5 heavy hitters take lead on UDI

April 26, 2013 in Medical Technology

The Healthcare Transformation Group – made up of members Geisinger, Intermountain Healthcare, Kaiser Permanente, Mayo Clinic and Mercy – has created a research and development team, to put implementation of a Unique Device Identification System on the fast track.

The team is composed of physicians and clinical researchers from the five healthcare systems that make up the Healthcare Transformation Group, or HTG.

HTG was formed in 2010 as an action-oriented collaboration to share best practices and drive for needed positive change across the healthcare supply chain. The first focused initiative being addressed is the implementation of GS1 Standards. The collaboration among the five health systems evolved as an extension of each member’s involvement in healthcare’s movement toward standards adoption.

[See also: Health systems target efficiency with GS1 Standards.]

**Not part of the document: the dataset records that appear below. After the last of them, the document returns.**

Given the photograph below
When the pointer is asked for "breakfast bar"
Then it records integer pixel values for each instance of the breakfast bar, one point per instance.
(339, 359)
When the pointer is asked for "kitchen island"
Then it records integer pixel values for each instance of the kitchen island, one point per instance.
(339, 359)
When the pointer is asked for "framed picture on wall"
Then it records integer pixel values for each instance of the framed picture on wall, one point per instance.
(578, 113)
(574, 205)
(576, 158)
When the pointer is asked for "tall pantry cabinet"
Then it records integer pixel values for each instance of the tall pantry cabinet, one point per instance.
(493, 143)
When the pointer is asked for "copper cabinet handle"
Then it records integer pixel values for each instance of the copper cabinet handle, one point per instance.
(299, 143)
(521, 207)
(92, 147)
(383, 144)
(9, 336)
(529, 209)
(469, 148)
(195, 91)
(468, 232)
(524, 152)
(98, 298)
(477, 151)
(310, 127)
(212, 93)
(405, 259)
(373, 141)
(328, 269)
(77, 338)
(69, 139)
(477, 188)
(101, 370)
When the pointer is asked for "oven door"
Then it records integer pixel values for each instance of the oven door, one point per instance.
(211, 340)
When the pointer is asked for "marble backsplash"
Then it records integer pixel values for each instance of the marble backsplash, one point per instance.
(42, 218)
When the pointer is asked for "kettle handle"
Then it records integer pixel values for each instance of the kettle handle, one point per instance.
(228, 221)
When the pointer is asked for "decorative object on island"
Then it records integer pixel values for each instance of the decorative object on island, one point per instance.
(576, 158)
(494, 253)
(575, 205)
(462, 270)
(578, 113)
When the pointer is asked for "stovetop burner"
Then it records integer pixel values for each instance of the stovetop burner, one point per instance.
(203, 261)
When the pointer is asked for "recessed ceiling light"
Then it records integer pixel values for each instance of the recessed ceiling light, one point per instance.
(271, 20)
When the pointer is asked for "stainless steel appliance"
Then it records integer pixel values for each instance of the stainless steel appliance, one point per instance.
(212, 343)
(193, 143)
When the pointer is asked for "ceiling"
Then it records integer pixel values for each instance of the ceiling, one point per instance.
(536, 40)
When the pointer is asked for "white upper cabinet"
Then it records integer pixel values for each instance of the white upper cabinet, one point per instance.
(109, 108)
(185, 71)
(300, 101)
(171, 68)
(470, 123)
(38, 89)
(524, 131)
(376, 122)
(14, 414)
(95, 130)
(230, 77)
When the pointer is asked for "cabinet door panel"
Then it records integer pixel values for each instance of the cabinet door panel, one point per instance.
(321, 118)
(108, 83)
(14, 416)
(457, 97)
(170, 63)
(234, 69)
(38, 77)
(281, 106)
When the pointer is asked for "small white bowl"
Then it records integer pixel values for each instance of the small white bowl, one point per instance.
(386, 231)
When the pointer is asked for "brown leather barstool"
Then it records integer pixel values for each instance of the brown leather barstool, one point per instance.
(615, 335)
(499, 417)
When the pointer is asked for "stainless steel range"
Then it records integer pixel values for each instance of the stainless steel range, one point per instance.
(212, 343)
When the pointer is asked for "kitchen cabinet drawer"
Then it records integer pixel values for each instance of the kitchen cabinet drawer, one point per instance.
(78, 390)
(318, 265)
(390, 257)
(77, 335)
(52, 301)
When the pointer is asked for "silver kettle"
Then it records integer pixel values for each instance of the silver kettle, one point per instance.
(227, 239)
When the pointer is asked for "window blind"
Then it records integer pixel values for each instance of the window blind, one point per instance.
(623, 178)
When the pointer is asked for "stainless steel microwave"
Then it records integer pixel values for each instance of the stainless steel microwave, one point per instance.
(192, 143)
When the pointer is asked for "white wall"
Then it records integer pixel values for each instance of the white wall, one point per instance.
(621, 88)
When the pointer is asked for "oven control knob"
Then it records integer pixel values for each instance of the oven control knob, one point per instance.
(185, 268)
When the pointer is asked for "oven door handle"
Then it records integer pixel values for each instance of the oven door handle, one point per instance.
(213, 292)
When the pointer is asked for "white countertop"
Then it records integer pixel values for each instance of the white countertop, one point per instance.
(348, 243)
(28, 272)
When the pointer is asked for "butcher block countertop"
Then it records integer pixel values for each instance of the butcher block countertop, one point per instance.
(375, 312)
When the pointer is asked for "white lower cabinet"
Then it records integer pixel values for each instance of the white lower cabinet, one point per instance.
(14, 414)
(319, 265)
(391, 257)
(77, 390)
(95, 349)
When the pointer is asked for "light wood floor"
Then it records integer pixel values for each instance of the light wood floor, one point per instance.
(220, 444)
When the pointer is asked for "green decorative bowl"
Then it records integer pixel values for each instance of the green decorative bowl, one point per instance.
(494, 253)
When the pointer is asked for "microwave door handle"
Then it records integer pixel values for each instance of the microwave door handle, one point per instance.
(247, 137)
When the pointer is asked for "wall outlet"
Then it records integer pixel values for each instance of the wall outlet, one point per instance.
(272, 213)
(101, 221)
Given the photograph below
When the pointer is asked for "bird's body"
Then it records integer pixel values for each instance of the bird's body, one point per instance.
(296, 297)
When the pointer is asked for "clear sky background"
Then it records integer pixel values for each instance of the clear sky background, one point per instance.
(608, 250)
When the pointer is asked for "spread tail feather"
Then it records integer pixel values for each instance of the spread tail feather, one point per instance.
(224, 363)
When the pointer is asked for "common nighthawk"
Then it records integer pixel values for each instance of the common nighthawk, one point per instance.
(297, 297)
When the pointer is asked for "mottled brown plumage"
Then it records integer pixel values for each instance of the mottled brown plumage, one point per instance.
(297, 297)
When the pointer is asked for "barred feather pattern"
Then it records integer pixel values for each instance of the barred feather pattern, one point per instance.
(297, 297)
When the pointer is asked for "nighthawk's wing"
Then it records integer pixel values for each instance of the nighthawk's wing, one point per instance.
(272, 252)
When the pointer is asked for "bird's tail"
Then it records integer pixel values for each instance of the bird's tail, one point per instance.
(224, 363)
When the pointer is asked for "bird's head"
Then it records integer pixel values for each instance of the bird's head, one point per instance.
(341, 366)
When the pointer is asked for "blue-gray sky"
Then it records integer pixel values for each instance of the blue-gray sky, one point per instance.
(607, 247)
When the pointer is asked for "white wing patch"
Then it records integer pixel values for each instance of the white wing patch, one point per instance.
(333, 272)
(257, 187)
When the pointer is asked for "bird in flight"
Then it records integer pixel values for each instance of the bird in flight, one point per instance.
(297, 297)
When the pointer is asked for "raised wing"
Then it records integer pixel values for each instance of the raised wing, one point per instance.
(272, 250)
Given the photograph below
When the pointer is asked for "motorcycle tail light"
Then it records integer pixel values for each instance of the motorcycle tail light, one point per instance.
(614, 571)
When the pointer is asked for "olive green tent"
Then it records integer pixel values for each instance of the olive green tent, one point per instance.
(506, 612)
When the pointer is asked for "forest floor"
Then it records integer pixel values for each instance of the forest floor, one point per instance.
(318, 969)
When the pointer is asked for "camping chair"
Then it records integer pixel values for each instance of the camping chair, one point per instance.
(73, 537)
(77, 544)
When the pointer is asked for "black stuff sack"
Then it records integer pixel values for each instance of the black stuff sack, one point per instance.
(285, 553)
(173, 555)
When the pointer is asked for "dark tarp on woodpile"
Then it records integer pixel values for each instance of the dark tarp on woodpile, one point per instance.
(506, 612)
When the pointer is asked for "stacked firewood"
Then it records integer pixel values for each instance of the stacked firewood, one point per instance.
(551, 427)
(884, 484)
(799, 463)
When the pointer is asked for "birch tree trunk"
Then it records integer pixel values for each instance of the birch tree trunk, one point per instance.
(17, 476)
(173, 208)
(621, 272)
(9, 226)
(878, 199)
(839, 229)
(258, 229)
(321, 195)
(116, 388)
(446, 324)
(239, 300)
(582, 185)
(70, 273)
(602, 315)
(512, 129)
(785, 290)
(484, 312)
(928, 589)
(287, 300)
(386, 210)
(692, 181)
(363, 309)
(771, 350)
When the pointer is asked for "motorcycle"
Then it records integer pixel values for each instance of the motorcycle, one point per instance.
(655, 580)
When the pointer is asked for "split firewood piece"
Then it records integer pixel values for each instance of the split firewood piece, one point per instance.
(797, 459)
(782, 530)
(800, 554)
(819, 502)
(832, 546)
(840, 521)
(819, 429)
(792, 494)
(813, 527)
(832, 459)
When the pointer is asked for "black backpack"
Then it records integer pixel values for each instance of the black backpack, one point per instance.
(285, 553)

The team will advance the goals of the HTG, including the adoption of GS1 standards, and together accelerate the healthcare systems’ work to implement a UDI system. 

A UDI is intended to be used to identify the device, such as cardiac stents, pacemakers and orthopedic joint replacement, through distribution and use.

The RD team includes:

  • Joseph Drozda, Jr., MD, director of outcomes research, Mercy
  • Jove Graham, director of clinical research project evelopment, Geisinger Center for Health Research, Geisinger Heath System
  • J. Brent Muhlestein, MD, cardiology, Intermountain Healthcare
  • Liz Paxton, director of surgical outcomes, Kaiser Permanente
  • Robert F. Rea, MD, cardiovascular diseases, Mayo Clinic 

“We are focused more than ever on the full implementation of a UDI system in our industry,” Drozda said, in a news release. “Clinicians clearly see the value of the adoption of data standards.”

“We also see the clear value and benefits of tracking medical devices and the positive impact this has on our patients and industry,” Rea added, in a statement.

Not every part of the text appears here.